Jika ditelisik lebih jauh, candi ini mempunyai ciri-ciri yang serupa dengan berbagai candi yang ditemukan di wilayah Jawa Timur. Ciri-ciri tersebut antara lain seperti, bahan baku bangunan candi terbuat dari batu bata merah, relief didominasi oleh bentuk bunga teratai, dan terdapat pintu atau bilik pada badan candi.

Candi Jabung mempunyai beberapa bagian, antara lain bagian batur candi, bagian kaki, bagian duduk tubuh, bagian tubuh candi, dan bagian atap candi. Bagian batur candi mempunyai ukuran panjang sekitar 13 meter, di bagian atasnya terdapat selasar dengan relief yang menggambarkan kehidupan sehari-hari masyarakat. Sedangkan kaki Candi Jabung berbentuk persegi dengan bagian depan menjorok keluar. Pada bagian ini juga terdapat panel-panel yang berbentuk kala (Cakra dan Surya), yaitu simbol-simbol kesenian dari masa Majapahit.

Sementara bagian duduk tubuh candi merupakan bagian di antara kaki candi tingkat II dan peralihan bentuk dari persegi ke bagian candi yang bulat. Pada bagian ini terdapat panel-panel dengan relief manusia, rumah, dan pohon-pohonan, namun sayang sebagian relief sudah tidak bisa terlihat karena termakan zaman. Menariknya, di bagian tenggara terdapat relief cerita Sri Tanjung, yaitu menggambarkan seorang perempuan naik di atas punggung seekor ikan.

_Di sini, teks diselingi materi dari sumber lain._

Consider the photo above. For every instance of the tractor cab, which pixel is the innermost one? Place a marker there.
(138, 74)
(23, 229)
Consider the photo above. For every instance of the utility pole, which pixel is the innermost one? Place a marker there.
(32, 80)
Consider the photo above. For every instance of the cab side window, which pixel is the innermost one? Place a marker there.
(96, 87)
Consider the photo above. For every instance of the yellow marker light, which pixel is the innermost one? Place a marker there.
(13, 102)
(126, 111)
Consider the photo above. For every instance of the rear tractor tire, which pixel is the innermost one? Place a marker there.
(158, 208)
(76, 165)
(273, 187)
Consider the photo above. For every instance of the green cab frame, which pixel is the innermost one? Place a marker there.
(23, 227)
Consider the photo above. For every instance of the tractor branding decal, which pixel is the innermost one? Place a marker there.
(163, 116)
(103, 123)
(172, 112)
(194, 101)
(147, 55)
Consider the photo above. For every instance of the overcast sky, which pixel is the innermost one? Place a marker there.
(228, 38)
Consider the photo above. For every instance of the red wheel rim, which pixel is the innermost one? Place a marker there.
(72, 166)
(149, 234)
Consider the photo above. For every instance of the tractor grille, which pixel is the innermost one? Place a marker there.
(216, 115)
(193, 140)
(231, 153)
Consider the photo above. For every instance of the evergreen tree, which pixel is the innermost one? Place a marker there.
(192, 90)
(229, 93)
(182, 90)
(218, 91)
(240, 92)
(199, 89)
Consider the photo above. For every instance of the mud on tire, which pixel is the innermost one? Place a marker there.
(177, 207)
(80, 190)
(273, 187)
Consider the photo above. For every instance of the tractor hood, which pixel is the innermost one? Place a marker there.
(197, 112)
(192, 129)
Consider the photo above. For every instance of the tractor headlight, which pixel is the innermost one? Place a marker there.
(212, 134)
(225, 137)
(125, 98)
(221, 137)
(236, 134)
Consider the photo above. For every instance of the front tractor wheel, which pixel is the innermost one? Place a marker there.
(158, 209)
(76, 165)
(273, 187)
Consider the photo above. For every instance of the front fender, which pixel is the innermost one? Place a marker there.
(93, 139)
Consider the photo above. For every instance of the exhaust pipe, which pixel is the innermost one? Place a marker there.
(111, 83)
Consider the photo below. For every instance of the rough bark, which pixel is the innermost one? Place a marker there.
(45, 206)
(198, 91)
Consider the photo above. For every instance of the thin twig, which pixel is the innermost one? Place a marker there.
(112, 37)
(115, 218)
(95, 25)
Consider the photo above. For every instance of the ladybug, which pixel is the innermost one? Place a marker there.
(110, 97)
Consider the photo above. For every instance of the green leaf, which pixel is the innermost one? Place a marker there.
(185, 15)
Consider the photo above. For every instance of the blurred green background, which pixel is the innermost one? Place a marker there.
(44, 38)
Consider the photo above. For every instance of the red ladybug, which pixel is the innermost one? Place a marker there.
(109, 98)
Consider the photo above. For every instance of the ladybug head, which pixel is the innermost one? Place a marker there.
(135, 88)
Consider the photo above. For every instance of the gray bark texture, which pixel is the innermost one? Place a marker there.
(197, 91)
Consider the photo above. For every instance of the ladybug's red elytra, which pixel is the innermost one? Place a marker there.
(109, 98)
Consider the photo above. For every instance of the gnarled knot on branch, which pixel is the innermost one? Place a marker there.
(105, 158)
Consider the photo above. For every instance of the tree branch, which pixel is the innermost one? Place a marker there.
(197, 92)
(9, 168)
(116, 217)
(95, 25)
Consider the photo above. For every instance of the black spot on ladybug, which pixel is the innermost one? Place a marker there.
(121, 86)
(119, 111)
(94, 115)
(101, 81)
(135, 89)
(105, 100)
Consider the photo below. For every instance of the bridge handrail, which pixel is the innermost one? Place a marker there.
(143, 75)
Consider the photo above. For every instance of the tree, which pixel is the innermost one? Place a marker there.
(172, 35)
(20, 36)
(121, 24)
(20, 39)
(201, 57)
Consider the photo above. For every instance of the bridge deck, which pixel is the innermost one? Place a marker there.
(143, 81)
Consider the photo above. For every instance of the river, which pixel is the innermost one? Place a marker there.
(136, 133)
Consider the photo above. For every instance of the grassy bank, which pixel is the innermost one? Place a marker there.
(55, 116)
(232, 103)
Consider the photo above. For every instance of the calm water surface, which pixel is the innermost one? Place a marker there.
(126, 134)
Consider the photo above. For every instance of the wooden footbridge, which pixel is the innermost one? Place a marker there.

Setelah beberapa kali mengalami pemugaran, Candi Jabung diresmikan sebagai cagar budaya pada 5 November 1987.

Bagian tubuh candi ini mempunyai bilik berukuran 2,6 x 2,58 meter dengan tinggi 5,52 meter, yang bagian atasnya terdapat batu penutup cangkup berukir, sedangkan di dalamnya terdapat altar yang ditempatkan arca pemujaan. Sayangnya, tidak semua orang bisa masuk ke dalam bilik tersebut demi menjaga kelestarian bangunan candi. Namun pengunjung bisa menyaksikan pada ketiga sisi tubuh candi (utara, timur, dan selatan) terdapat pintu semu. Pada masing-masing bingkai pintu semu terdapat ragam hias kala berupa kepala naga dan singa.

Puncak atap candi diperkirakan berbentuk stupa, mengingat Candi Jabung bercorak Buddha. Namun, sisa-sisa atap candi yang tersisa saat ini adalah denah atap berbentuk lingkaran dan terdapat sisa bagian tubuh stupa. Setelah sempat mengalami beberapa kali pemugaran, Direktorat Jenderal Kebudayaan pada 5 Nopember 1987 meresmikan ini sebagai benda cagar budaya yang dilindungi pemerintah.